Fireangel Safety Technology Group Plc

Fireangel Safety Technology Group Plc (FA) is a technology company in the business of design, distribution and marketing of smoke detectors and carbon monoxide (CO) detectors and related products. The company formerly known as Sprue Aegis Plc, also has its own CO sensor production facility in Canada and deals with other home safety products. The company's headline products however are smoke alarms and CO alarms and related sensory appliances. The company also manufactures its own CO sensors for all its CO alarms. The company markets its products both in the United Kingdom retail markets and also directly to the United Kingdom's fire and rescue authorities. The company’s products come with brand names such as FireAngel, AngelEye, Pace Sensors, First Alert, SONA, BRK and Dicon. The company has two subsidiaries by the name Sprue Safety Products Limited, which distributes smoke and CO alarms, and Pace Sensors Limited, which produces CO sensors.

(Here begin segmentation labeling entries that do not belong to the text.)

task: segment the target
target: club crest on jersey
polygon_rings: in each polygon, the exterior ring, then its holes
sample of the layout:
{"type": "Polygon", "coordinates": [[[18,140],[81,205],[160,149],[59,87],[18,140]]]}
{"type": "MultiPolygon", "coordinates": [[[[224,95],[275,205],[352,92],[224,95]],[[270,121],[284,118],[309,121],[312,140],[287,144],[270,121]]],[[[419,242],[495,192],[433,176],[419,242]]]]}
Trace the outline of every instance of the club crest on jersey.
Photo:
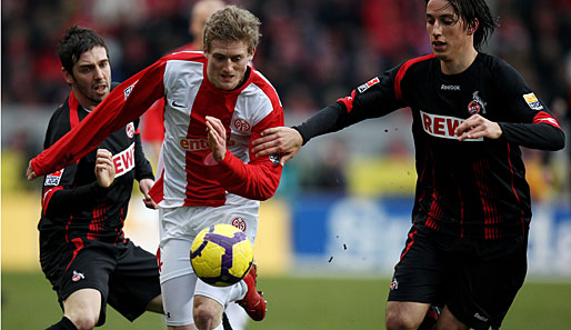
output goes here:
{"type": "Polygon", "coordinates": [[[538,97],[535,97],[535,93],[531,92],[528,94],[523,94],[523,99],[525,100],[525,103],[530,106],[533,110],[543,110],[543,106],[541,106],[541,102],[539,101],[538,97]]]}
{"type": "Polygon", "coordinates": [[[485,102],[478,96],[479,91],[472,93],[472,101],[468,103],[468,112],[470,114],[485,113],[485,102]]]}
{"type": "Polygon", "coordinates": [[[241,231],[246,231],[246,220],[242,217],[236,217],[232,219],[231,224],[241,231]]]}
{"type": "Polygon", "coordinates": [[[63,169],[56,171],[51,174],[46,176],[46,182],[43,184],[46,186],[59,186],[61,176],[63,176],[63,169]]]}
{"type": "Polygon", "coordinates": [[[232,121],[232,126],[237,131],[240,132],[248,132],[250,131],[250,128],[252,127],[248,121],[244,119],[238,118],[232,121]]]}
{"type": "Polygon", "coordinates": [[[127,101],[127,98],[129,98],[129,96],[131,94],[131,92],[133,91],[133,88],[134,86],[137,84],[137,82],[139,82],[139,80],[137,80],[136,82],[133,82],[131,86],[129,86],[128,88],[126,88],[123,90],[123,94],[124,94],[124,100],[127,101]]]}
{"type": "Polygon", "coordinates": [[[272,153],[270,154],[270,161],[273,163],[273,164],[279,164],[280,163],[280,154],[279,153],[272,153]]]}
{"type": "Polygon", "coordinates": [[[77,282],[77,281],[82,280],[84,278],[86,278],[86,276],[82,272],[79,272],[79,271],[74,270],[73,271],[73,276],[71,277],[71,280],[73,282],[77,282]]]}
{"type": "Polygon", "coordinates": [[[371,88],[372,86],[374,86],[374,84],[377,84],[379,82],[381,82],[379,80],[379,77],[374,77],[373,79],[367,81],[365,83],[361,84],[357,89],[359,90],[360,93],[362,93],[362,92],[364,92],[365,90],[368,90],[369,88],[371,88]]]}
{"type": "Polygon", "coordinates": [[[127,124],[126,132],[129,139],[132,139],[134,137],[134,124],[132,122],[129,122],[127,124]]]}

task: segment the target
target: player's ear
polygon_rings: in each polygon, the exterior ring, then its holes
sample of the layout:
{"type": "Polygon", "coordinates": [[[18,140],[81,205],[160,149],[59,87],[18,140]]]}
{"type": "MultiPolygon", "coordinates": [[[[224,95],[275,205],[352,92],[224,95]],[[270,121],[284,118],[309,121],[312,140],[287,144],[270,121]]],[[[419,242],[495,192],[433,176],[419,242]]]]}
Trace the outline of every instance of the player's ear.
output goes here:
{"type": "Polygon", "coordinates": [[[66,68],[61,67],[61,73],[63,74],[63,79],[66,79],[68,84],[73,83],[73,76],[68,70],[66,70],[66,68]]]}
{"type": "Polygon", "coordinates": [[[468,36],[475,33],[475,30],[478,30],[479,26],[480,21],[478,19],[474,19],[470,24],[468,24],[468,36]]]}

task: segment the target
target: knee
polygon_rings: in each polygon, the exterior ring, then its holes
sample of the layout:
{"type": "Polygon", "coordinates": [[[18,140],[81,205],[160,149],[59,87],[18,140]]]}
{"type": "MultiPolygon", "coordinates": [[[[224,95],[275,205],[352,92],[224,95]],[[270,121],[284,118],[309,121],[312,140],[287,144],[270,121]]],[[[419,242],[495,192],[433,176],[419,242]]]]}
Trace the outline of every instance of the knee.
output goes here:
{"type": "Polygon", "coordinates": [[[208,304],[198,304],[194,306],[193,310],[194,324],[200,330],[210,330],[213,329],[216,322],[216,311],[211,309],[208,304]]]}
{"type": "Polygon", "coordinates": [[[91,330],[96,328],[98,319],[92,316],[74,316],[69,318],[78,330],[91,330]]]}
{"type": "Polygon", "coordinates": [[[387,330],[414,330],[419,327],[418,322],[413,319],[403,316],[402,313],[388,312],[387,313],[387,330]]]}

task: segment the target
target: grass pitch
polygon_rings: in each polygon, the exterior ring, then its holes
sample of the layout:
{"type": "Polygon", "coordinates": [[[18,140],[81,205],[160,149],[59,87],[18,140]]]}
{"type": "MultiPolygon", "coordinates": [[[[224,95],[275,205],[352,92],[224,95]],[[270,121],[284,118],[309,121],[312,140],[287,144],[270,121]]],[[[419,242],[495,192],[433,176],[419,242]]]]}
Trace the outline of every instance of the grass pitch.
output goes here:
{"type": "MultiPolygon", "coordinates": [[[[262,322],[248,330],[384,329],[389,279],[262,278],[268,299],[262,322]]],[[[61,319],[56,293],[39,272],[2,272],[4,330],[46,329],[61,319]]],[[[166,329],[162,316],[146,313],[133,323],[108,307],[98,329],[166,329]]],[[[528,280],[515,298],[502,330],[571,330],[571,281],[528,280]]]]}

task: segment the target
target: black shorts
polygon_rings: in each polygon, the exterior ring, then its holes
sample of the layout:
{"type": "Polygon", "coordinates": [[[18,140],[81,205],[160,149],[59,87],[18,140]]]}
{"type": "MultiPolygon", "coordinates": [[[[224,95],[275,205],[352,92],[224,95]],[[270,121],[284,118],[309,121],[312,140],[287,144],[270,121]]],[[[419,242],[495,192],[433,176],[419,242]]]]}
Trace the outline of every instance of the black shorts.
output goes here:
{"type": "Polygon", "coordinates": [[[80,289],[101,292],[98,326],[106,321],[107,303],[133,321],[161,293],[156,256],[130,240],[117,244],[87,239],[41,243],[41,267],[62,308],[62,301],[80,289]]]}
{"type": "Polygon", "coordinates": [[[523,284],[527,250],[527,236],[471,240],[413,226],[389,301],[445,304],[471,328],[500,328],[523,284]]]}

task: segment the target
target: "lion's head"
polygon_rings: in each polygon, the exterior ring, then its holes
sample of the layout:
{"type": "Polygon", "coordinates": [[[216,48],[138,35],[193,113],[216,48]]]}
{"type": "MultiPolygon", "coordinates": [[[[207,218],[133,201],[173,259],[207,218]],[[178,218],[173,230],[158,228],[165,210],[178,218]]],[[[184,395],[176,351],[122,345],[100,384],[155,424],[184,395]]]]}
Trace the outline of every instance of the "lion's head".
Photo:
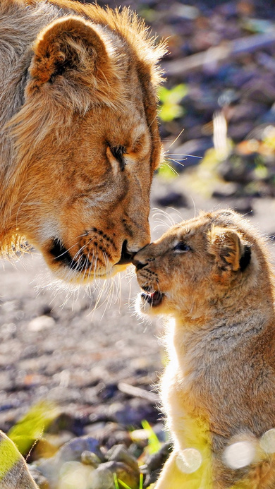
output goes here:
{"type": "Polygon", "coordinates": [[[149,241],[161,49],[128,11],[49,3],[59,18],[43,17],[26,47],[24,103],[5,130],[4,234],[25,236],[59,277],[82,282],[124,268],[149,241]]]}

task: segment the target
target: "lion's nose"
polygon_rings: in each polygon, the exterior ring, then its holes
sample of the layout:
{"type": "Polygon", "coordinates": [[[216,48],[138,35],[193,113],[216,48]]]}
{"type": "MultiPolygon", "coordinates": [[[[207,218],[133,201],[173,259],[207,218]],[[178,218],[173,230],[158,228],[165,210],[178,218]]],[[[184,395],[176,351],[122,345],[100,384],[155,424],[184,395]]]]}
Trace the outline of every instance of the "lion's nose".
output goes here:
{"type": "Polygon", "coordinates": [[[127,263],[132,263],[134,255],[134,253],[128,251],[127,249],[127,240],[126,239],[122,245],[121,258],[116,265],[126,265],[127,263]]]}

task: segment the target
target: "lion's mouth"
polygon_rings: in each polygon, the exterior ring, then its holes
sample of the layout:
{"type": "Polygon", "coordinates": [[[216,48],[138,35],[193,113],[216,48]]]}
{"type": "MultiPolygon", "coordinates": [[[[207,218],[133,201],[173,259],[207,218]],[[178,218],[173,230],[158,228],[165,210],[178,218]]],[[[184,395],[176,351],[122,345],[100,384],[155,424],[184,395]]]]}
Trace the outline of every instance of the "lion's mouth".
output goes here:
{"type": "Polygon", "coordinates": [[[141,294],[142,299],[153,307],[159,306],[161,302],[162,302],[164,296],[164,294],[156,290],[152,291],[145,291],[141,294]]]}

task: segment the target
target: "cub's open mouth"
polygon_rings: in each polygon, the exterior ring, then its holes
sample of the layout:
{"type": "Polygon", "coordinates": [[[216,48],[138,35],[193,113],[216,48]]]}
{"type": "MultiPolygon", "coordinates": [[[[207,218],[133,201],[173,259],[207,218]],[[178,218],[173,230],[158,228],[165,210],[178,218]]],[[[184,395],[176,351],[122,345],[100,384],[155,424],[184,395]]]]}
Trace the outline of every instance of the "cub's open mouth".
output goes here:
{"type": "Polygon", "coordinates": [[[144,301],[146,301],[148,304],[150,304],[150,306],[154,307],[154,306],[159,306],[161,303],[164,298],[164,294],[159,291],[154,290],[152,292],[142,292],[141,296],[144,301]]]}

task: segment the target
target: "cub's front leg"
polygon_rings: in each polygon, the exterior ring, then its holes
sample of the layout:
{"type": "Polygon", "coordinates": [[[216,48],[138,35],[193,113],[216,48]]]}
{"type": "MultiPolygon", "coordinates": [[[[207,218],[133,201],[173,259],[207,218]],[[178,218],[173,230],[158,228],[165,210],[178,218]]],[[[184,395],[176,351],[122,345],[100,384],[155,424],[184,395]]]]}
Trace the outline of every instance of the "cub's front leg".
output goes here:
{"type": "Polygon", "coordinates": [[[178,457],[178,452],[173,450],[164,464],[154,489],[183,489],[185,481],[176,464],[178,457]]]}
{"type": "Polygon", "coordinates": [[[214,489],[211,466],[207,461],[202,461],[197,470],[191,473],[184,472],[183,466],[181,451],[174,449],[164,464],[154,489],[214,489]]]}

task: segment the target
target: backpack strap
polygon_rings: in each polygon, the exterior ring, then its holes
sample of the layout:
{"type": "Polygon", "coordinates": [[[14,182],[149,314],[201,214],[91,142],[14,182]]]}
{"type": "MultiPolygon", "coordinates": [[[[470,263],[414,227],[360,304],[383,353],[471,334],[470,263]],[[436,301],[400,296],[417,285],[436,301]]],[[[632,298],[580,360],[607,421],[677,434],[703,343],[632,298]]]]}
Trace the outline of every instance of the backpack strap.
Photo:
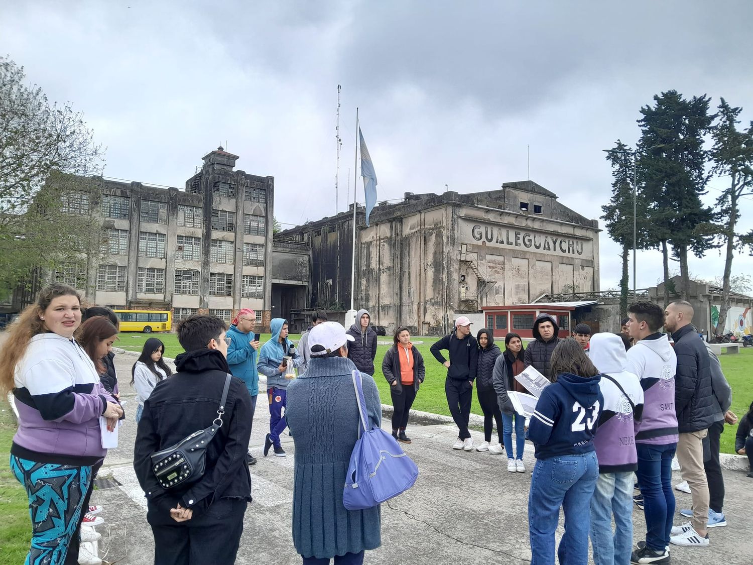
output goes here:
{"type": "Polygon", "coordinates": [[[624,395],[625,398],[627,399],[627,402],[630,403],[630,409],[633,410],[633,413],[635,414],[636,405],[633,402],[633,399],[627,395],[627,392],[625,392],[625,389],[622,387],[622,385],[620,385],[618,382],[617,382],[617,380],[615,378],[614,378],[613,377],[610,377],[606,373],[602,373],[602,377],[606,377],[608,379],[609,379],[609,380],[613,382],[618,389],[620,389],[620,392],[622,392],[623,395],[624,395]]]}
{"type": "Polygon", "coordinates": [[[368,420],[367,418],[368,412],[366,411],[366,400],[364,398],[364,389],[361,384],[363,377],[358,369],[353,369],[352,377],[353,389],[355,390],[355,403],[358,405],[358,414],[360,416],[358,420],[358,438],[360,439],[361,428],[364,432],[366,432],[369,429],[368,420]]]}

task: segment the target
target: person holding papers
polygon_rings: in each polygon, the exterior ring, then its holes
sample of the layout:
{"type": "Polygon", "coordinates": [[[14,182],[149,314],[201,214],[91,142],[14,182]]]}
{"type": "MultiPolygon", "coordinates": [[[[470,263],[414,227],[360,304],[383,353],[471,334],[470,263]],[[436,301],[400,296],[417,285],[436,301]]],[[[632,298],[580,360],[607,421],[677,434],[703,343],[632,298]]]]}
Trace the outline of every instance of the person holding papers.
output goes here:
{"type": "Polygon", "coordinates": [[[531,563],[554,563],[562,507],[565,533],[557,557],[560,565],[575,565],[588,562],[589,504],[599,478],[593,436],[604,396],[599,371],[575,340],[559,343],[550,365],[555,382],[541,391],[528,429],[536,447],[528,498],[531,563]]]}
{"type": "Polygon", "coordinates": [[[523,473],[526,466],[523,463],[523,452],[526,447],[526,416],[515,411],[508,391],[528,394],[529,392],[515,380],[515,375],[523,370],[523,349],[520,336],[511,331],[505,337],[505,353],[497,358],[494,364],[492,380],[497,393],[499,409],[502,411],[502,441],[508,454],[508,471],[523,473]],[[515,447],[517,457],[513,451],[513,420],[515,421],[515,447]]]}

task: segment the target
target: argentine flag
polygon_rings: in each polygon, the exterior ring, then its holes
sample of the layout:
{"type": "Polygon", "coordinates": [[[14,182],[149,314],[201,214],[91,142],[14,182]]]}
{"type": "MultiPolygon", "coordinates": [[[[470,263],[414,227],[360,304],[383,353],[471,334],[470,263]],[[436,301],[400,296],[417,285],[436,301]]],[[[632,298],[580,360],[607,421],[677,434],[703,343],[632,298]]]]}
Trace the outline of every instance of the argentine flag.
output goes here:
{"type": "Polygon", "coordinates": [[[364,194],[366,196],[366,225],[369,225],[369,215],[376,203],[376,173],[371,162],[371,155],[364,141],[364,134],[358,127],[361,138],[361,176],[364,178],[364,194]]]}

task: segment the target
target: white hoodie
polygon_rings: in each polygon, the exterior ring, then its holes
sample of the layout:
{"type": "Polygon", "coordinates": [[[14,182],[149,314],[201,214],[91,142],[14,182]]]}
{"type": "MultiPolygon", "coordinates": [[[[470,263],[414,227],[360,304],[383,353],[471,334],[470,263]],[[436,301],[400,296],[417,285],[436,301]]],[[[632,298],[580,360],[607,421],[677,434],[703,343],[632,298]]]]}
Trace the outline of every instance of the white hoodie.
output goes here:
{"type": "Polygon", "coordinates": [[[641,379],[643,416],[636,441],[666,445],[677,441],[675,414],[675,373],[677,356],[664,334],[644,337],[628,350],[628,370],[641,379]]]}
{"type": "Polygon", "coordinates": [[[616,334],[595,334],[591,337],[590,359],[602,378],[599,386],[604,396],[604,406],[599,417],[599,427],[593,444],[601,473],[635,471],[638,468],[636,451],[635,420],[643,411],[643,389],[638,376],[627,371],[627,354],[622,339],[616,334]],[[622,386],[630,401],[620,388],[622,386]],[[635,405],[633,411],[630,401],[635,405]]]}

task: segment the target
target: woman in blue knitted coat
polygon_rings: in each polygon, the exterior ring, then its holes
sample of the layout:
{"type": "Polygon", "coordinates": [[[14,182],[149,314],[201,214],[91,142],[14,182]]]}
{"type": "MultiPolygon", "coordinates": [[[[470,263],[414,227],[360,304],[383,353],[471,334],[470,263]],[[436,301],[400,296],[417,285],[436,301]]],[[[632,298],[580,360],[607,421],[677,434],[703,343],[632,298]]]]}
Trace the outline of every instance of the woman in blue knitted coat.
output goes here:
{"type": "MultiPolygon", "coordinates": [[[[353,389],[352,341],[337,322],[314,326],[306,372],[288,386],[285,418],[295,444],[293,545],[307,563],[361,563],[364,551],[381,543],[379,506],[349,511],[343,488],[358,438],[358,408],[353,389]]],[[[369,422],[380,426],[382,405],[373,377],[363,375],[369,422]]]]}

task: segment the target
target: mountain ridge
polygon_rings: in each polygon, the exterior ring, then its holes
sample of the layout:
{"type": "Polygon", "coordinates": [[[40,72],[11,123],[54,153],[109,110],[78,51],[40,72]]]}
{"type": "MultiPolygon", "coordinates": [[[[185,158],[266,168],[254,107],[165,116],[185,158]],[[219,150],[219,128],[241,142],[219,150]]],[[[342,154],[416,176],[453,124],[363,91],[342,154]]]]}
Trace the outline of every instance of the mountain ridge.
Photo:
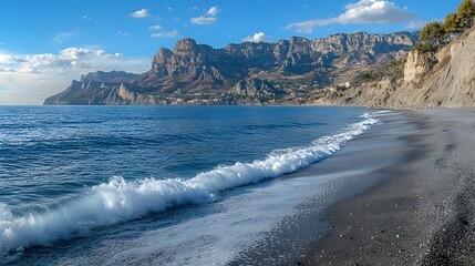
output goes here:
{"type": "Polygon", "coordinates": [[[416,32],[338,33],[229,43],[186,38],[162,48],[142,74],[92,72],[44,104],[279,104],[402,58],[416,32]]]}

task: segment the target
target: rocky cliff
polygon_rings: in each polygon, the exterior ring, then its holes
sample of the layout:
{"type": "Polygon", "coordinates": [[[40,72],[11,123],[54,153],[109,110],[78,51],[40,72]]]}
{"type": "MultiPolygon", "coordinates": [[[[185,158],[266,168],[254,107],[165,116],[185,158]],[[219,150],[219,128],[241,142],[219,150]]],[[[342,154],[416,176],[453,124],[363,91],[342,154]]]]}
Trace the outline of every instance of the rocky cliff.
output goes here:
{"type": "Polygon", "coordinates": [[[334,91],[313,103],[390,109],[475,106],[475,31],[435,52],[411,51],[403,78],[385,76],[334,91]]]}
{"type": "MultiPolygon", "coordinates": [[[[221,49],[184,39],[163,48],[149,71],[93,72],[44,104],[278,104],[345,82],[361,71],[404,57],[413,32],[334,34],[221,49]]],[[[292,102],[296,103],[296,102],[292,102]]],[[[300,102],[297,102],[300,103],[300,102]]]]}

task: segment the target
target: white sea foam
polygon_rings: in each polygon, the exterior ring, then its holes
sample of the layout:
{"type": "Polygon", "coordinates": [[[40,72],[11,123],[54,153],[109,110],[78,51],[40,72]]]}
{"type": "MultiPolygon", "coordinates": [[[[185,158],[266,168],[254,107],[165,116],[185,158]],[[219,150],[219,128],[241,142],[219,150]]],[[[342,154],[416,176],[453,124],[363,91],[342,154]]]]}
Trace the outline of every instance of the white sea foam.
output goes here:
{"type": "Polygon", "coordinates": [[[219,166],[190,180],[127,182],[113,177],[78,200],[22,217],[14,217],[7,205],[0,204],[0,250],[48,245],[95,226],[138,218],[175,206],[210,202],[219,192],[273,178],[319,162],[378,122],[372,115],[364,114],[361,122],[350,124],[334,135],[322,136],[309,146],[276,151],[265,160],[250,163],[219,166]]]}

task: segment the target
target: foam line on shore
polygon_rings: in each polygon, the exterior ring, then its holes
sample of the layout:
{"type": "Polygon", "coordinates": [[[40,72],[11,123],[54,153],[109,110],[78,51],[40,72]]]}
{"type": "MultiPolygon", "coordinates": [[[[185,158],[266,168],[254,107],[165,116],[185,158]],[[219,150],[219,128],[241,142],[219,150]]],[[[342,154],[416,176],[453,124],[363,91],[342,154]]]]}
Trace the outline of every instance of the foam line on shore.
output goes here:
{"type": "Polygon", "coordinates": [[[76,200],[21,217],[13,216],[8,205],[0,204],[0,250],[49,245],[93,227],[187,204],[213,202],[219,192],[275,178],[317,163],[375,123],[379,120],[366,113],[360,122],[345,126],[334,135],[319,137],[308,146],[275,151],[264,160],[249,163],[218,166],[189,180],[125,181],[115,176],[107,183],[93,186],[76,200]]]}

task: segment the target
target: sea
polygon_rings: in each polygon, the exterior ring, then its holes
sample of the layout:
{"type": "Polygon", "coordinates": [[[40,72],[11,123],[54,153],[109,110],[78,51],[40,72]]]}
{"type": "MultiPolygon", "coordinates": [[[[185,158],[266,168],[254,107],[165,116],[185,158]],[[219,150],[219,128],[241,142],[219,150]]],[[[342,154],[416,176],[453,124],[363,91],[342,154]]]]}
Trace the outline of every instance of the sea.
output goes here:
{"type": "Polygon", "coordinates": [[[290,265],[412,126],[362,108],[0,106],[0,264],[290,265]]]}

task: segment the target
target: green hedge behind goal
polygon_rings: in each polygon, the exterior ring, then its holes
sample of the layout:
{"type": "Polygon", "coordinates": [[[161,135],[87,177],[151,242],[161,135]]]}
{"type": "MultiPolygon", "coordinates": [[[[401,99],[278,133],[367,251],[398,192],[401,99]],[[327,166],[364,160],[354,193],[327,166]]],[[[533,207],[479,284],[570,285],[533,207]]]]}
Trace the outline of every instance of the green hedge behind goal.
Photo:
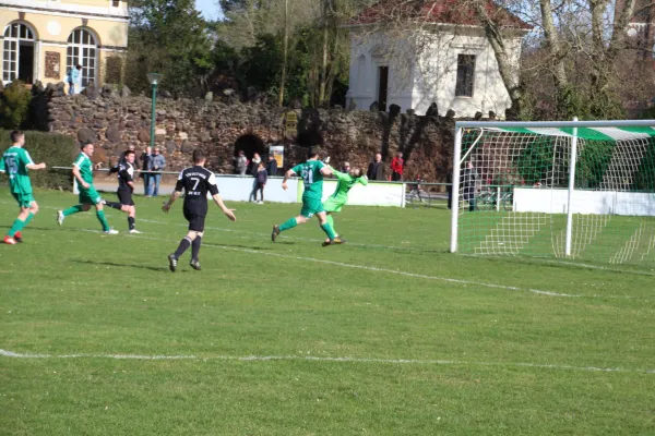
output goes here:
{"type": "Polygon", "coordinates": [[[654,125],[457,123],[451,251],[655,266],[654,125]]]}

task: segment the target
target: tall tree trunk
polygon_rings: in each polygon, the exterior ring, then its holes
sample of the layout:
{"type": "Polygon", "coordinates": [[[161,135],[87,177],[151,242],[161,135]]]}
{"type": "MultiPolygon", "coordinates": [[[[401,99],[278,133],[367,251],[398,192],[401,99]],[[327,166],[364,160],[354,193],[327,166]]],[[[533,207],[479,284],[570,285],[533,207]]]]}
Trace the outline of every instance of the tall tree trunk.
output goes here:
{"type": "Polygon", "coordinates": [[[510,95],[512,100],[511,116],[512,118],[521,114],[521,102],[523,100],[523,86],[521,86],[521,77],[519,76],[519,65],[512,60],[511,53],[508,52],[508,44],[501,33],[500,27],[489,16],[486,9],[486,2],[476,0],[476,12],[485,29],[487,40],[493,49],[496,62],[498,63],[498,72],[500,78],[510,95]]]}
{"type": "Polygon", "coordinates": [[[591,112],[597,118],[620,117],[618,98],[610,88],[617,55],[623,48],[626,28],[634,13],[635,0],[626,0],[621,13],[615,15],[612,35],[605,40],[604,16],[609,0],[590,0],[592,13],[591,112]]]}
{"type": "Polygon", "coordinates": [[[284,105],[284,86],[286,84],[286,71],[289,57],[289,0],[284,1],[284,48],[282,59],[282,78],[279,80],[279,99],[277,106],[284,105]]]}
{"type": "Polygon", "coordinates": [[[552,69],[555,86],[557,87],[558,92],[562,94],[569,86],[569,78],[567,77],[567,70],[564,69],[564,49],[560,41],[559,33],[555,27],[550,0],[539,0],[539,8],[541,10],[541,26],[544,27],[544,37],[546,38],[546,45],[550,53],[550,59],[555,63],[552,69]]]}
{"type": "Polygon", "coordinates": [[[325,101],[325,83],[327,82],[327,23],[323,21],[323,59],[321,61],[321,84],[319,88],[319,105],[325,101]]]}

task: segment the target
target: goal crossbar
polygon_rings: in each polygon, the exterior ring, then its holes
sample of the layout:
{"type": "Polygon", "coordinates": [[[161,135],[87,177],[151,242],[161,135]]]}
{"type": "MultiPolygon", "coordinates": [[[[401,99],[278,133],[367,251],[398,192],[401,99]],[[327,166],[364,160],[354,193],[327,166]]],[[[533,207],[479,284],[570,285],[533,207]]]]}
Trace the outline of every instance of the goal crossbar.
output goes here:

The company’s shares are listed on the AIM segment of the London Stock Exchange, where they trade with the ticker name FA.

Results Update

The company on 24 September 2019 came out with the interim results for the six-month period ended 30 June 2019.

  • The company’s revenues for the above-mentioned period were £20.7 million whereas for corresponding H1 Period in 2018 the revenues were £17.7 million.
  • The Basic and diluted loss per share of the company for the period was 5.0 pence based on the weighted average number of shares outstanding during the period. The corresponding loss per share in H1 2018 was 3.2 pence.

Source – Company’s half-yearly report published on 24 September 2019

Stock performance at the London stock exchange

Price Chart as on 24 September 2019, before the market close (Source: Thomson Reuters)

On 24 September 2019, at the time of writing the report (before the market close, GMT 02.25 PM), FA shares were trading on the London Stock Exchange at GBX 19.73.

The stock has a 52-week High of GBX 76.80 and a 52-week low of GBX 18.00. The total market capitalization of the company was £18.60 million.

Outlook

For the next 18 months, the Board of the company is focused on leveraging its investment done in differentiating its technology and setting up processes to give out better, larger performances. The company is poised to take advantage of strategic opportunities coming its way in the future.